KEY TAKEAWAYS
- The phase 1 trial aimed to investigate the efficacy of immune-based interception strategies targeting mKRAS in individuals at high risk of developing PC.
- The primary endpoints were to determine safety and mKRAS.
- Researchers noticed vaccine-induced mKRAS-specific T-cell responses show promise in patients with PC.
The development of pancreatic ductal adenocarcinoma (PDAC) has unfolded over more than a decade, presenting a distinct opportunity for early intervention. Mutant KRAS (mKRAS), a common anomaly in PDAC and pancreatic premalignancy, is being explored as a target for immune-based interception tactics among patients with high-risk pancreatic cancer (PC).
S. D. Haldar and the team aimed to assess the efficacy of immune-based interception strategies targeting mKRAS in patients with high-risk PC.
They performed an inclusive analysis of a single-arm, open-label, second-in-human phase I study investigating a pooled synthetic long peptide (SLP) vaccine with poly-ICLC adjuvant targeting up to 6 mKRAS subtypes (G12D, G12R, G12V, G12A, G12C, G13D) in patients with hereditary predisposition to developing PDAC (NCT05013216). Key inclusion criteria involved radiographic evidence of a pancreatic abnormality and eligibility under at least one of three high-risk groups based on family history of PDAC and/or germline mutation status.
The vaccination schema entailed administering the mKRAS vaccine on weeks 1, 3, 5, and 13. Peripheral blood was collected at baseline and in weeks 5, 13, and 17 for immunogenicity analysis using IFN-gamma ELISpot. Co-primary endpoints included evaluating safety and mKRAS-specific T-cell response.

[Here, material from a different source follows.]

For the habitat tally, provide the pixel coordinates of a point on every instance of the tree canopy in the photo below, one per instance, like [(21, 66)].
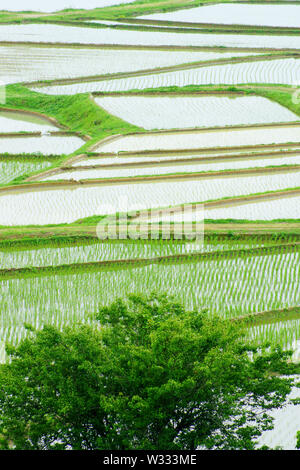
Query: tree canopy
[(146, 375)]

At the data cutoff (November 15, 2023), 15/20 planned patients were vaccinated in the study and evaluated for immunogenicity. All 15 patients achieved an mKRAS-specific T cell response, defined by the maximal fold change in the pooled average IFN-gamma-producing mKRAS-specific T cell density within 17 weeks post-vaccination (median: 12.3, range: 3.1-167). Differential immunogenicity elicited by individual mKRAS epitopes was noted in this cohort.
Specifically, the mKRAS G12V peptide induced the highest fold change increase in antigen-specific T cell expansion (median: 32.6, range: 2.9-243), while the mKRAS G12D peptide was the least immunogenic (median: 7.6, range: 0.4-104).
Regarding safety, all adverse events were grade 1 or grade 2 in severity per NCI CTCAE v5.0. The most frequent vaccine-related adverse events were injection site reactions (93.8%), fatigue (62.5%), chills (43.8%), and headache (37.5%). No safety signals were observed.
The study concluded by showcasing, for the first time, the elicitation of mKRAS-specific T-cell responses through vaccination among high-risk individuals predisposed to PDAC. These results serve as a pivotal proof-of-concept, propelling the advancement of vaccine strategies to intercept pancreatic cancer development in vulnerable populations.
The trial was sponsored by the Sidney Kimmel Comprehensive Cancer Center at Johns Hopkins.
Source: https://www.abstractsonline.com/pp8/#!/20272/presentation/11400
Clinical Trial: https://clinicaltrials.gov/study/NCT05013216
Haldar S. D., Huff A., Abou Diwan E., et al. (2024). “Mutant KRAS peptide-based vaccine in patients at high risk of developing pancreatic cancer: Preliminary analysis from a phase I study.” Presented at AACR 2024 (Abstract CT022).